Organizações alertam para catástrofe humanitária na Síria
10 de agosto de 2012A família perambulou um dia inteiro pela fronteira sírio-libanesa para, durante a noite, ousar passar para o outro lado. Mas chegou ao território do país vizinho sem dois de seus filhos, que desapareceram no terreno acidentado das montanhas libanesas.

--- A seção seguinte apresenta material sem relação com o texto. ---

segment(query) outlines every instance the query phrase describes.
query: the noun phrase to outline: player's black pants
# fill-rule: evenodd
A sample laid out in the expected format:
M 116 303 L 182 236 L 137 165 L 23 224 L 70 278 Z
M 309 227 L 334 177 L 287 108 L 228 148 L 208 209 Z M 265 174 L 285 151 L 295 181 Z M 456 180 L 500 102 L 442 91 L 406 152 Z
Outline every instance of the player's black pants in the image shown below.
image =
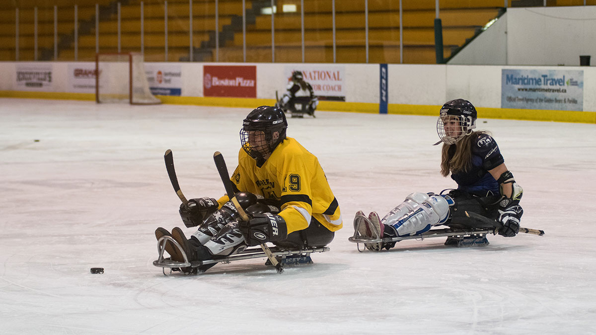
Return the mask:
M 494 228 L 493 226 L 468 218 L 465 212 L 480 214 L 489 219 L 496 220 L 499 217 L 499 203 L 500 196 L 479 197 L 477 196 L 454 190 L 449 195 L 455 202 L 455 205 L 449 207 L 449 219 L 446 225 L 455 228 Z
M 274 244 L 283 248 L 324 247 L 330 243 L 334 237 L 334 232 L 325 228 L 313 216 L 308 228 L 291 232 L 285 240 Z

Os pais os procuraram por horas sem sucesso, até que decidiram continuar a fuga sem as crianças desaparecidas. Nas baixas temperaturas que prevalecem em março nas montanhas, eles calcularam que ambos só sobreviveriam por algumas horas. A guerra não só levou todos os seus pertences como também destruiu sua família.
Vítimas infantis
São histórias deprimentes como esta que Marc André Hensel, coordenador da ajuda para a Síria da seção alemã da entidade filantrópica evangélica World Vision International, ouve frequentemente nos campos de refugiados sírios localizados no lado libanês. Desde março, quando esteve no campo pela primeira vez, Hensel toma conhecimento das consequências da guerra através de inúmeras histórias individuais. Pais cujos filhos foram feridos e não receberam cuidados médicos necessários; que morreram ou foram maltratados.
As crianças são as que mais sofrem com a guerra, que têm a maior dificuldade em lidar com a experiência. "Muitos têm pesadelos", diz Hensel, em entrevista à DW. Outros se sentem perseguidos, inseguros, ficam com medo quando cai a noite. "Eles só querem fugir. São fechados, calados, vivem em estado de choque. Alguns não contam nada sobre as suas experiências. Outros dizem tudo, você percebe que eles querem sua compaixão."
Várias histórias circulam no campo. Alguns contam que as tropas do governo mantém crianças como reféns, para manterem os pais sob controle – método que seria usado frequentemente contra opositores. "Outros me contaram que as crianças são amarradas aos tanques como uma espécie de escudo, para que ninguém jogue coquetéis molotov ou dispare contra os tanques", relata Hensel.
Semanas de fuga
"Os horrores da guerra são grandes", afirma Donatella Rovera, que esteve no começo do ano durante várias semanas em Aleppo, pela Anistia Internacional. Ela conta que naquele período encontrou famílias que se mudaram quatro ou cinco vezes de casa num curto espaço de tempo. "Toda vez que eles chegavam a uma zona tranquila, em algum momento ela era também atacada. Então, eles iam para uma outra região. E de lá para outra e assim por diante." Esses refugiados errantes dentro do país são a maioria daqueles que deixaram suas casas por causa da guerra. A ONU estima em até um milhão o número de deslocados internos na Síria.
Entre eles, estão muitos feridos, que esperam ser tratados em algum lugar. Mas visitar um médico não é algo fácil. Para isso é necessária uma sólida rede de relacionamentos, baseada em gente de confiança.
"Muitas pessoas têm muito medo de ir a um hospital", afirma Rovera. "As tropas do governo costumam checar a identidade dos pacientes, prendendo aqueles que suspeitam ser integrantes da oposição. E as pessoas sabem que, se forem presas, podem facilmente ser mortas."
Por isso, muito preferem buscar médicos que trabalharam clandestinamente. Mas isso é arriscado, porque o tratamento médico de oposicionistas é punido severamente. "Em casos de extrema urgência", afirma Rovera, "os feridos têm que ser enviados clandestinamente para o exterior."
Faltam medicamentos
A situação fica cada dia mais difícil mesmo para quem não faz parte da oposição. "Muitos centros de saúde e hospitais foram destruídos", informa Tarik Jarasevic, porta-voz da Organização Mundial da Saúde (OMS). Outros tiveram que fechar, porque a eletricidade foi cortada. Por causa dos combates, muitos médicos e enfermeiros também não conseguem chegar a seus locais de trabalho.
E mesmo quando os médicos chegam aos hospitais, muitas vezes não conseguem tratar seus pacientes, porque não dispõem dos medicamentos necessários. "Cerca de 90% dos medicamentos usados na Síria são produzidos localmente", informa Jarasevic. "Se esses produtos faltam, os sírios precisam comprá-los no mercado internacional, e não têm atualmente como pagar por eles." Assim, não só as vítimas dos combates, mas também os que sofrem de enfermidades crônicas, como doenças cardíacas, diabetes e câncer, não conseguem acesso a tratamento e medicação.
A situação humanitária é catastrófica em muitos aspectos. Uma porta-voz do Programa Alimentar Mundial da ONU afirma que, só em Aleppo, cerca de 46 mil pessoas dependem de doação de alimentos. No total, os funcionários do programa atenderam em julho a mais de meio milhão de pessoas. Na verdade, deveriam ser muitas mais, porém, a situação da segurança não possibilita a ajuda. A guerra também deixa as agências humanitárias impotentes.